Goodale, the lead attorney for the New York Times during the Pentagon Papers case, gives a firsthand description from the Earl Caldwell case that became Branzburg v. Hayes to the culmination of the Pentagon Papers case, with the Supreme Court voting 6-3 to allow publication of the papers.

In early 1972, the New York Times published a number of stories that chronicled the deception of the U.S. government regarding the war in Vietnam. The papers, many of them historical in nature, provided instances where the government lied to the public about what it was doing and documented the mistakes made in fighting the war in Vietnam. The U.S. government tried to enjoin the New York Times from publishing, saying that the papers were classified, and that publishing the papers would be a breach of national security. Goodale puts the reader in the boardrooms as the decisions to take this case to court are made. He explains the strategies and the mistakes that were made.

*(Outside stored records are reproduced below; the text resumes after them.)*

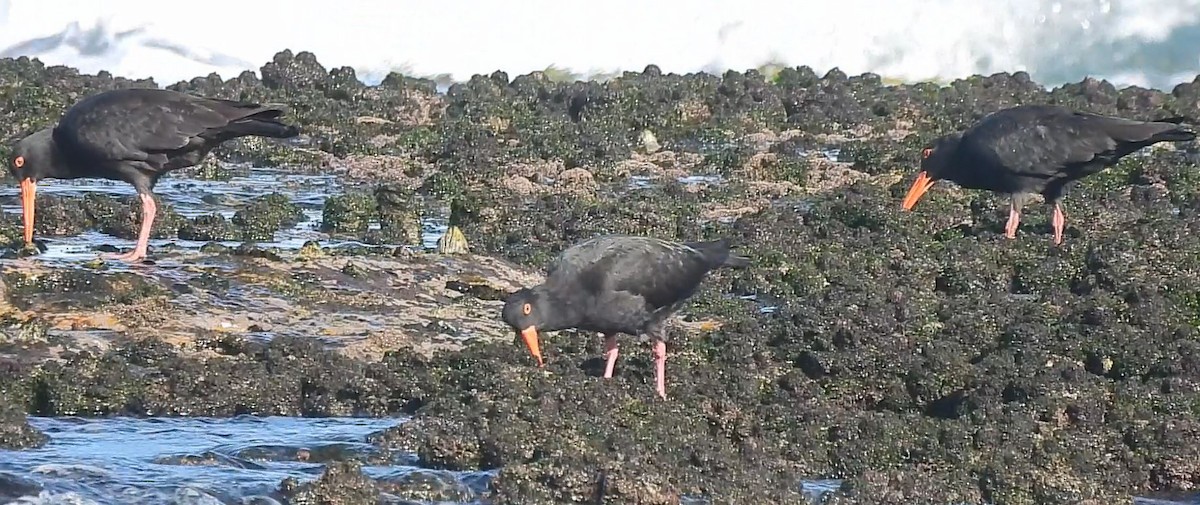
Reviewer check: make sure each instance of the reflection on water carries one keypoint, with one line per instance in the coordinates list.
(192, 197)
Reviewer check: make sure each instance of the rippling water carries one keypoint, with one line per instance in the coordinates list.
(197, 460)
(193, 197)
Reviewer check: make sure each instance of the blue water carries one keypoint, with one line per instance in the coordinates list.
(203, 460)
(192, 197)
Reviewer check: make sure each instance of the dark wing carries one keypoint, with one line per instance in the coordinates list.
(137, 124)
(1038, 142)
(659, 271)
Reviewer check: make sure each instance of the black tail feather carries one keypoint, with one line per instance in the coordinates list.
(718, 254)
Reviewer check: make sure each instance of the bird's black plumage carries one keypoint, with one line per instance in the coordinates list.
(1037, 150)
(137, 136)
(616, 284)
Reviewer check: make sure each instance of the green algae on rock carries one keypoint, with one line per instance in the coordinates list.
(923, 358)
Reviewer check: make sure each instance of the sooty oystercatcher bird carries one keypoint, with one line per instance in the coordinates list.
(1036, 149)
(136, 136)
(617, 284)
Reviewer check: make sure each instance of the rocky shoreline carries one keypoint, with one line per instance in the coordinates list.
(918, 355)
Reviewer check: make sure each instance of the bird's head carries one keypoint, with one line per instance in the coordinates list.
(525, 312)
(31, 158)
(935, 164)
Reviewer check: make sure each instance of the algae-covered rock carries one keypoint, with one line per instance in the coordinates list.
(15, 430)
(265, 215)
(918, 355)
(341, 484)
(349, 214)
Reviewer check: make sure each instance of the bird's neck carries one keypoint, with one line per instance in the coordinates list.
(57, 163)
(564, 310)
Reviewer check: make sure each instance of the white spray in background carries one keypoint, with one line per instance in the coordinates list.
(1144, 42)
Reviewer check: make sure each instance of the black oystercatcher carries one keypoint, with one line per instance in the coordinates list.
(1036, 149)
(136, 136)
(617, 284)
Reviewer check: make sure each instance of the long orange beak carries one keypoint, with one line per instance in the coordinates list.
(531, 337)
(917, 190)
(28, 193)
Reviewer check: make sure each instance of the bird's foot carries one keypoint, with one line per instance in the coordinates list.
(130, 257)
(610, 353)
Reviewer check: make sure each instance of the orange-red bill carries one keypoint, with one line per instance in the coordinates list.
(531, 336)
(917, 190)
(28, 193)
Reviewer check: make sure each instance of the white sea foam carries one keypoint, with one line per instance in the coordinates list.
(1145, 42)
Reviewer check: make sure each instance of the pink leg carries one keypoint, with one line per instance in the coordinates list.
(1014, 220)
(610, 352)
(1059, 221)
(148, 212)
(660, 367)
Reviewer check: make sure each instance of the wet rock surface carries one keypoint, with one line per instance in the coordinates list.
(919, 356)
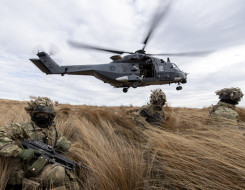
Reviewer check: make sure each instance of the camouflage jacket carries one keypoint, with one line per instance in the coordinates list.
(151, 114)
(12, 134)
(224, 110)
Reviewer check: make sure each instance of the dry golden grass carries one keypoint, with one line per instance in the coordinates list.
(189, 152)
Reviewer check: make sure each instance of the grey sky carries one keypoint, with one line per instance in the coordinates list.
(191, 25)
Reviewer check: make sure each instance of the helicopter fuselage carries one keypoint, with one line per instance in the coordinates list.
(135, 70)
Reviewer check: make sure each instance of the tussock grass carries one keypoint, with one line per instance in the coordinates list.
(190, 151)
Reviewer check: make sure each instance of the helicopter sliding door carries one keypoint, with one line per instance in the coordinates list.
(147, 70)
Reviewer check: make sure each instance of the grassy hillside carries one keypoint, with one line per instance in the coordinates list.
(190, 151)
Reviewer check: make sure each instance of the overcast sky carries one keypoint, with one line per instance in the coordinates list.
(27, 26)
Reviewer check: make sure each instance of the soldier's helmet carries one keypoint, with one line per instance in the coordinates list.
(40, 105)
(230, 95)
(157, 96)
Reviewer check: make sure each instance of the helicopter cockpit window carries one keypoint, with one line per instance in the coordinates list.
(161, 68)
(175, 66)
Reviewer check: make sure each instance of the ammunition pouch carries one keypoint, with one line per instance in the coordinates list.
(36, 167)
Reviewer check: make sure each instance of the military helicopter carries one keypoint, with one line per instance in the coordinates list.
(137, 69)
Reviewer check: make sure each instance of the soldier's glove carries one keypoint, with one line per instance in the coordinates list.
(26, 154)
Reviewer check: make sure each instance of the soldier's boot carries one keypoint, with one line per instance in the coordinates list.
(28, 184)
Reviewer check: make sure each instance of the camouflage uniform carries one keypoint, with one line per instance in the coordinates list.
(12, 134)
(153, 112)
(224, 111)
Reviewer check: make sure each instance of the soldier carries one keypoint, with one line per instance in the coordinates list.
(42, 127)
(224, 110)
(153, 112)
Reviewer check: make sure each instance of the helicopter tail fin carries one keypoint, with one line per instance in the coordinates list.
(46, 64)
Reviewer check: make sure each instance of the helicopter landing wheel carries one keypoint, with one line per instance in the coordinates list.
(125, 90)
(179, 88)
(135, 84)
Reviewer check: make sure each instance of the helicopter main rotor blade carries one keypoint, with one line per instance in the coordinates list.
(156, 20)
(198, 53)
(85, 46)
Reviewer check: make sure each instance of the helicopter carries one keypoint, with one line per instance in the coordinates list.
(137, 69)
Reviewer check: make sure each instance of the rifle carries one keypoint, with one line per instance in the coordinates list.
(48, 153)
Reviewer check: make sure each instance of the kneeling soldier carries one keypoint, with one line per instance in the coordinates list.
(32, 172)
(153, 112)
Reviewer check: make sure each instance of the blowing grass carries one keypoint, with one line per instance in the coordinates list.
(189, 152)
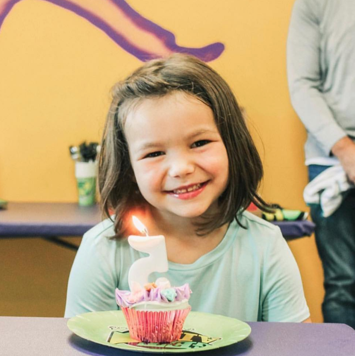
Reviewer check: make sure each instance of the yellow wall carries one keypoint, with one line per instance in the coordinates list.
(56, 70)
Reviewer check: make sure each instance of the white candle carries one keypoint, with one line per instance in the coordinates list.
(157, 261)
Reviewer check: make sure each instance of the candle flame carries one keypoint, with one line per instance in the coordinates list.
(139, 225)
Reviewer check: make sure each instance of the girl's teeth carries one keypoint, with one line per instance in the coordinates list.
(189, 189)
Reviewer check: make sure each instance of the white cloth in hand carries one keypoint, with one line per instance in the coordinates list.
(327, 188)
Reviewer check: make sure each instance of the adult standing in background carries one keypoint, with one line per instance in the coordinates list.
(321, 76)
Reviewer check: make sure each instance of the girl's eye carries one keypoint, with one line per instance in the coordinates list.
(200, 143)
(154, 154)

The book moves at a surprisingly fast pace, with enough twists and turns to make the reader think he or she is a part of the case. The strength of Goodale’s book is the writing. Although he sometimes writes with a touch of arrogance and tends to name-drop, Goodale manages to give the reader an inside look at one of the most important media Supreme Court cases – and he does so in a way that makes the reader wonder what will happen next.

Even though the book is nonfiction, it has wonderful characters, from Richard M. Nixon, the president who wants to take down the media, to the plucky lawyers from Goodale’s team who helped to win the case. Goodale writes with a storyteller’s clarity, building drama and making sure to delineate the good guys from the bad. He builds suspense with every legal decision made en route to the Supreme Court, and he also details the good and bad jobs done by the lawyers arguing the case on both sides.

The only negative is the sometimes condescending tone that Goodale takes. Get past that and the book is a great read.

What stands out in this book are the parallels that can be drawn from the Pentagon Papers to today’s headlines. Goodale ends the book with a warning about President Barack Obama, writing that the current president is reminiscent of Nixon in many ways – and could be worse. He points out that Obama is currently indicting more U.S. citizens under the Espionage Act, the same charge the government tried Daniel Ellsburg with, than any other president in the country’s history.

He warns that the current approach of many news organizations of bringing stories to the government first, before publishing, can become a major problem in the freedom of the press. He cautions at the same time that news feeds should become aware of the NSA spying on the public and the Department of Justice tapping the phones of the Associated Press.

Scott Lambert is a faculty member in the English Department at Millikin University. He is a former managing editor of Gateway Journalism Review and worked as a sports journalist and editor for 13 years.